Most of the humour is groan-worthy though there are a few good jokes. I liked Gene’s parents, Mr and Mrs Meh, trudging through life feeling slightly fed up the whole time (“I’m so nervous I could almost shrug” says Gene’s dad Mel waiting to see if Meh is picked). The poop handwashing gag went down well with my two germ-ridden ferals. And there’s a good visual joke as an app gets deleted and the others move round, threatening to crush Meh, Hi-5 and Jailbreak who are between apps.

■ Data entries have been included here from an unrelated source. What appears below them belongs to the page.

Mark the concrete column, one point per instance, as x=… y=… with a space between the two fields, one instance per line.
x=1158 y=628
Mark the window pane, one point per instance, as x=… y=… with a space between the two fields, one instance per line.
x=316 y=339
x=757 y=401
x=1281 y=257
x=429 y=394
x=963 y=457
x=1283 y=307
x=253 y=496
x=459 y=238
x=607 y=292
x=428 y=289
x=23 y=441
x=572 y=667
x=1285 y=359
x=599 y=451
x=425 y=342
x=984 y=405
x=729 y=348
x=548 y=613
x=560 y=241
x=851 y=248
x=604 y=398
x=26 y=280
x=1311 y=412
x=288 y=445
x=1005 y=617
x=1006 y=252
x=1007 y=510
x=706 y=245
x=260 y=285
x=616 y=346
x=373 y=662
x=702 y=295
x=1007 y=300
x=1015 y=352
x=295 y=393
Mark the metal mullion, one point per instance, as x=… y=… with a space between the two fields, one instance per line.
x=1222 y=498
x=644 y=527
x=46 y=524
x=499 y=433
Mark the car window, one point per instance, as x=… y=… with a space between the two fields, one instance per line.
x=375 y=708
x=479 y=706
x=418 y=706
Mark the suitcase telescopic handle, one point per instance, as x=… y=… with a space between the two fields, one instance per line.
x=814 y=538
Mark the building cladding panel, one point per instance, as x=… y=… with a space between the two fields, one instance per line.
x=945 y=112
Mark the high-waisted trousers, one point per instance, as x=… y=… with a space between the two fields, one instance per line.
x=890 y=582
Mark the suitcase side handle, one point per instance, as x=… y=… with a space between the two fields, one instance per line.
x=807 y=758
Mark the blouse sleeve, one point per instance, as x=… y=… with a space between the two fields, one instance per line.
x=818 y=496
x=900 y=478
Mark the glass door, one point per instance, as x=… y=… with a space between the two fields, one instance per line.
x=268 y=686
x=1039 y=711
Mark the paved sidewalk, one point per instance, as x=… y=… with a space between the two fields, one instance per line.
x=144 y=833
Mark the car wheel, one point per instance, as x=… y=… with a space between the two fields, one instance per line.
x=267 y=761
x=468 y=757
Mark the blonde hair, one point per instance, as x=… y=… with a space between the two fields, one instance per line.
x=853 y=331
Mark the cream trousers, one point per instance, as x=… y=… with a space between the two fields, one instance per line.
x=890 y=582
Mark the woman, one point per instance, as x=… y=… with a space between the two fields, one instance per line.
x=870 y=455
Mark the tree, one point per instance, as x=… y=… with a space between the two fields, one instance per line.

It isn’t always accurate though. The aubergine (I can’t bring myself to type eggplant) is languishing in the deleted emoji lounge but I thought that was meant to be enjoying a second life as a sext toy.
And did anyone check the movie’s Instagram? Where were all the “take me as I am with all my flaws” selfies of stunning women, or memes about coffee and Monday mornings?
Most of the characters, being emojis, are one-note. Luckily Jailbreak is spiky and technologically very able, though despite fighting against her sexist emoji origins from the start, at the end she comes perilously close to being held responsible for Gene potentially deciding to be reprogrammed. Frankly the last thing young girls need is the message that they are responsible for the happiness of boys.
The story doesn’t make much sense. Is there a Textopolis in every phone? Are these mini-worlds like parallel universes, all packed up against one another? Am I adding too much philosophical weight to this?
I’m no expert on kids’ culture or indeed smartphones (the messages I get on my phone are mostly just of the “Storage Full” variety), but it’s obvious that this could have been a much, much better film, with much better jokes – even within the confines of what is essentially an advert with a storyline squeezed in.